オフィス鴻

納税と社会保障(1)

2023年05月22日

組織人事では「自分は昇格(昇給)してないのに〇〇さんは昇格した」といった不満がよく聞かれます。仮に100%全員が納得できる人事制度を作れたとしても、社会の変化に応じて常に最適化することは至難の業であり、人事制度は作った時点から陳腐化していくものだと編集人は考えています。また、2000年に施行された定年再雇用制度も、あくまで企業側の雇用義務の範囲であり、役職定年と同じく一部の人を除き給料が下がることが前提です。令和3年に、70歳定年制と呼ばれる「高年齢者等の雇用の安定等に関する法律(高年齢者雇用安定法)」が一部改正されましたが、実質的には就業選択肢の提示・努力義務の範囲に留まりました。

因みに、最近は年収1千万円超の求人を目にする機会も増えましたが、ここ30年間ほど日本の社員の年間所得は平均450万円前後(東京都の標準生計費も同じ)で大きく変化していません。さらに中央値は300万円台とも言われています。ただし、「平均値」と「中央値(メディアン)」では計算方法が異なりますので、年収1千万円超の世帯でも子育て行政支援が受けられる制度変更は、数年前には幼稚園・保育園の待機児童問題など、働くこと自体が社会保障の障害となる矛盾があったことを考えれば、一定の評価に値するでしょう。

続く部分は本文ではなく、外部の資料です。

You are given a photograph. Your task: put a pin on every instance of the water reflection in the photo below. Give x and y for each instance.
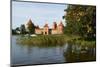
(76, 53)
(22, 54)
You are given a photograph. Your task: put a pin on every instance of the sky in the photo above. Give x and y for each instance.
(39, 13)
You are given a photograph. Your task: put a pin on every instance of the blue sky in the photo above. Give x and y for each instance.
(39, 13)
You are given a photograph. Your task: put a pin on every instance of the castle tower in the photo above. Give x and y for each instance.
(54, 25)
(60, 28)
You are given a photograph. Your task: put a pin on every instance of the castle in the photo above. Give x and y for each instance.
(56, 29)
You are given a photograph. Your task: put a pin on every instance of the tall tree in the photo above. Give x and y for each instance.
(81, 20)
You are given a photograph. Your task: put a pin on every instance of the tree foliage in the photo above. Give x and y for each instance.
(81, 20)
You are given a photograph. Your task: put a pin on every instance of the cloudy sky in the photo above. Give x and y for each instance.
(39, 13)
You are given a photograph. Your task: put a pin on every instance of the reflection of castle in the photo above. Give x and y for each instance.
(56, 29)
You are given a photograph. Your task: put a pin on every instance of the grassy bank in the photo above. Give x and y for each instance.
(55, 40)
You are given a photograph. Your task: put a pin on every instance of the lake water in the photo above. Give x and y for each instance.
(26, 54)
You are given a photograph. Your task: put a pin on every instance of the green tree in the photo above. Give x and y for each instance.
(81, 20)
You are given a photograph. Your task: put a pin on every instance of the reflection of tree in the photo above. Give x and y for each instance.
(73, 54)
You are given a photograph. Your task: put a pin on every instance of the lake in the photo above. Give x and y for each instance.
(26, 54)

また、一部大手企業では若手中心に賃上げが実施されていますが、社会全体で見ると可処分所得は増税(消費税、復興税等)と社会保険料増加により減少しています。個人責任でない世代間格差の遡及までは無理にせよ、国策として可能な範囲で公平性・相互扶助を担保する必要性を感じます。企業組織では、人事・評価・給料・昇給・昇格などなかなか納得・解決しがたいこともたくさんあり、報酬(納税)と社会保障のあり方との整合性があれば良いのですが、必要な財源を確保するには恐らく消費税、年金、医療制度の改定などに国民の負担が増加する方向にあるように感じます。